One document matched: draft-alvestrand-rtcweb-msid-02.xml
<?xml version="1.0" encoding="US-ASCII"?>
<!DOCTYPE rfc SYSTEM "rfc2629.dtd">
<?rfc toc="yes"?>
<?rfc tocompact="yes"?>
<?rfc tocdepth="3"?>
<?rfc tocindent="yes"?>
<?rfc symrefs="yes"?>
<?rfc sortrefs="yes"?>
<?rfc comments="yes"?>
<?rfc inline="yes"?>
<?rfc compact="yes"?>
<?rfc subcompact="no"?>
<rfc category="std" docName="draft-alvestrand-rtcweb-msid-02"
ipr="trust200902">
<front>
<title abbrev="MSID in SDP">Cross Session Stream Identification in the
Session Description Protocol</title>
<author fullname="Harald Alvestrand" initials="H. T." surname="Alvestrand">
<organization>Google</organization>
<address>
<postal>
<street>Kungsbron 2</street>
<city>Stockholm</city>
<region></region>
<code>11122</code>
<country>Sweden</country>
</postal>
<email>harald@alvestrand.no</email>
</address>
</author>
<date day="29" month="May" year="2012" />
<abstract>
<t>This document specifies a grouping mechanism for RTP media streams
that can be used to specify relations betweeen media streams within
different RTP sessions.</t>
<t>This mechanism is used to signal the association between the RTP
concept of SSRC and the WebRTC concept of "media stream" / "media stream
track" using SDP signalling.</t>
<t>This document is an input document for discussion. It should be
discussed in the RTCWEB WG list, rtcweb@ietf.org.</t>
</abstract>
<note title="Requirements Language">
<t>The key words "MUST", "MUST NOT", "REQUIRED", "SHALL", "SHALL NOT",
"SHOULD", "SHOULD NOT", "RECOMMENDED", "MAY", and "OPTIONAL" in this
document are to be interpreted as described in <xref
target="RFC2119">RFC 2119</xref>.</t>
</note>
</front>
<middle>
<section title="Introduction">
<t></t>
<section title="Why A New Mechanism Is Needed">
<t>There exist cases where an application using RTP and SDP needs to
signal some relationship between RTP media streams (packets carried
using a single SSRC) that may be carried in either the same RTP
session or different RTP sessions.</t>
<t>When all SSRCs are carried in a single RTP session, the
"a=ssrc-group" mechanism <xref target="RFC5576"></xref> can be
used.</t>
<t>When each RTP session carries one and only one SSRC, the SDP
grouping framework <xref target="RFC5888"></xref> can be used.</t>
<t>However, there are use cases (some of which are discussed in <xref
target="I-D.westerlund-avtcore-multiplex-architecture"></xref> ) where
neither of these approaches is appropriate; for instance, there may be
a need to signal a relationship between a video track in one RTP
session and an audio track in another RTP session.
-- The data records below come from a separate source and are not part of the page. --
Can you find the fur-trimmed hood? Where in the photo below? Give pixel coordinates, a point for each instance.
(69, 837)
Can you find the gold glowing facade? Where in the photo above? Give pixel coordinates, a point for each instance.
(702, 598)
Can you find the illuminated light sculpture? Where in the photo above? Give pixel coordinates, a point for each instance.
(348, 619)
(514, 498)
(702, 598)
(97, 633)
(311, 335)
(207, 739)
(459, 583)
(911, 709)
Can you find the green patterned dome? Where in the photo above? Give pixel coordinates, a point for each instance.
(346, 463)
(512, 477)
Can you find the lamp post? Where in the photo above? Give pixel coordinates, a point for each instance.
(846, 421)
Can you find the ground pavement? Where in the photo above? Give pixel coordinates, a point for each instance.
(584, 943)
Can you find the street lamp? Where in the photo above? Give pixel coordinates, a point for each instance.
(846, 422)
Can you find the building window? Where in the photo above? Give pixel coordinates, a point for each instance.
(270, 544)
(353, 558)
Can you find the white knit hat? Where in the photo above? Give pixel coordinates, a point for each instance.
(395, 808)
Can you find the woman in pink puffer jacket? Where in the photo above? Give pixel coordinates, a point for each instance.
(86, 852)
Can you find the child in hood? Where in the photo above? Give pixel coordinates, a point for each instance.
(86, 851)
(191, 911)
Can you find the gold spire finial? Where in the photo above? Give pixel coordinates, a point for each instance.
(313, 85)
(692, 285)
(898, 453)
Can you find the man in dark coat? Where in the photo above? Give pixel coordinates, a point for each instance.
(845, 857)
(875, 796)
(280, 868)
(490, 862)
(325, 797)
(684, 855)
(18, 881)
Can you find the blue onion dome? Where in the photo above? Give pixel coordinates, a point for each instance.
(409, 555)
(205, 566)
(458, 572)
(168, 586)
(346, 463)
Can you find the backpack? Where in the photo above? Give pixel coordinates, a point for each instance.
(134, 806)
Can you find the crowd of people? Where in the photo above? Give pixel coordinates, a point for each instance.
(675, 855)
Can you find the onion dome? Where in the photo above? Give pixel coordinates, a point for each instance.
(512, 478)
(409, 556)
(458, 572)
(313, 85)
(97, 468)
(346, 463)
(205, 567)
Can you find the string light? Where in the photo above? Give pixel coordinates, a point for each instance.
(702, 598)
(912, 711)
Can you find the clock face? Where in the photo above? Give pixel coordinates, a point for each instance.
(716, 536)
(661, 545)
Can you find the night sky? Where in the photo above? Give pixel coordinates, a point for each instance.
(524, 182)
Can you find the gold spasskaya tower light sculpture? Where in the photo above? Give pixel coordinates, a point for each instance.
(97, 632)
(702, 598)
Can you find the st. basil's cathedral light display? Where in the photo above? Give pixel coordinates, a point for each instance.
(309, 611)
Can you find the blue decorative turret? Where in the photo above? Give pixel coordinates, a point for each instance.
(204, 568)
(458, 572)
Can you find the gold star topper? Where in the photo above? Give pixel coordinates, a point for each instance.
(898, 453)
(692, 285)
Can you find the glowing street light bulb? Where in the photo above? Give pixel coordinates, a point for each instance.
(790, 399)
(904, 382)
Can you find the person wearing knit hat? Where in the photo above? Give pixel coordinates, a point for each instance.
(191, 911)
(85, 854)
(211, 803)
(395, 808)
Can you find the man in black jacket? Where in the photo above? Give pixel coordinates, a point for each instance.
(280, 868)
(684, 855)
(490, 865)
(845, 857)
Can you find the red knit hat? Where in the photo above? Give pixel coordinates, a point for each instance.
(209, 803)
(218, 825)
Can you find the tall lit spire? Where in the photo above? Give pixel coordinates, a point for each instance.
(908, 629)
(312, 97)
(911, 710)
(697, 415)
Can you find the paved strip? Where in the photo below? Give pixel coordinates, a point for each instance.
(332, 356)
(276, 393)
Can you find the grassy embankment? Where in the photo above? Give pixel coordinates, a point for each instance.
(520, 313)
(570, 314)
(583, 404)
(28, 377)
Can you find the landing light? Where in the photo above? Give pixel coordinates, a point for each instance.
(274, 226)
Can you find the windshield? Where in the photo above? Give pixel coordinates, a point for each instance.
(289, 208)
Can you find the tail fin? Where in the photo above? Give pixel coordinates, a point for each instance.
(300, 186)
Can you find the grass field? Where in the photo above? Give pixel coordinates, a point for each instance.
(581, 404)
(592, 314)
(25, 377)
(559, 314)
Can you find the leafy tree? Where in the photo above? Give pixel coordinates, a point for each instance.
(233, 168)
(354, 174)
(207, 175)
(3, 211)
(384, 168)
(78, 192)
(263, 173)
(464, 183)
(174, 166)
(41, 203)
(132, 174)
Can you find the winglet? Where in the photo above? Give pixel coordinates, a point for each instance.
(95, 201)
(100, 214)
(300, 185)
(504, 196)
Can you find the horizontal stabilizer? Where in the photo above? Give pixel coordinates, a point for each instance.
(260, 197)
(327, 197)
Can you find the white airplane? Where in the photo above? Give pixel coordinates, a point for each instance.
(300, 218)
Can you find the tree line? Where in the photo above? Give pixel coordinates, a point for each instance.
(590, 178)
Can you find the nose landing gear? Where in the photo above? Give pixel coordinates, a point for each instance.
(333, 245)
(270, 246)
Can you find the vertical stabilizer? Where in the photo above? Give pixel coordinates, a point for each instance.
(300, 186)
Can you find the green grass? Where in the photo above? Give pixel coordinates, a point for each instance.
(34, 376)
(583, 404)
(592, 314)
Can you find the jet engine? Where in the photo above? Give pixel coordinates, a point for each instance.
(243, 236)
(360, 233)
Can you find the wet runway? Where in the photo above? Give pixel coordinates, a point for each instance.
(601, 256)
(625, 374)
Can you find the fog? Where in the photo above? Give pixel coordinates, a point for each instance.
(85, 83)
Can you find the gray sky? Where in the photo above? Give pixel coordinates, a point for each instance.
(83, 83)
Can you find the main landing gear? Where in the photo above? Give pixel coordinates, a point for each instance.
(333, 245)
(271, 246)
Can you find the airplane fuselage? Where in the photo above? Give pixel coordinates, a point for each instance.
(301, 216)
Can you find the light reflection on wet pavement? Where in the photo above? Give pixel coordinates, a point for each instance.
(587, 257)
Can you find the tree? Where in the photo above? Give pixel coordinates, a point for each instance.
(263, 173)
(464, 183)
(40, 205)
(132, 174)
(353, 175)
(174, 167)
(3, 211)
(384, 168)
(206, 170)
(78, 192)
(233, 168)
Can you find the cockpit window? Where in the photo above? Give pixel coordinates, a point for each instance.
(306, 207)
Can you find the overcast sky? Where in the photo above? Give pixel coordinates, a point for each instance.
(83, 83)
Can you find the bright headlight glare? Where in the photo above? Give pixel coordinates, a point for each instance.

In those cases, a
new mechanism is needed.</t>
<t> (Note: When the bundle mechanism, <xref
target="I-D.ietf-mmusic-sdp-bundle-negotiation"></xref>, is used, the
extension is still needed to link SSRCs under different m= lines, even
when they are in the same RTP session). </t>
<t>In addition, there is sometimes the need for an application to
specify some application-level information about the association
between the SSRC and the group. This is not possible using either of
the frameworks above.</t>
</section>
<section title="Application to the WEBRTC MediaStream">
<t>The W3C WebRTC API specification <xref
target="W3C.WD-webrtc-20120209"></xref> specifies that communication
between WebRTC entities is done via MediaStreams, which contain
MediaStreamTracks. A MediaStreamTrack is generally carried using a
single SSRC in an RTP session (forming an RTP media stream. The
collision of terminology is unfortunate.) There might possibly with
additional SSRCs, possibly within additional RTP sessions, in order to
support functionality like forward error correction or simulcast. This
complication is ignored below.</t>
<t>In the RTP specification, media streams are identified using the
SSRC field. Streams are grouped into RTP Sessions, and also carry a
CNAME. Neither CNAME nor RTP session correspond to a MediaStream.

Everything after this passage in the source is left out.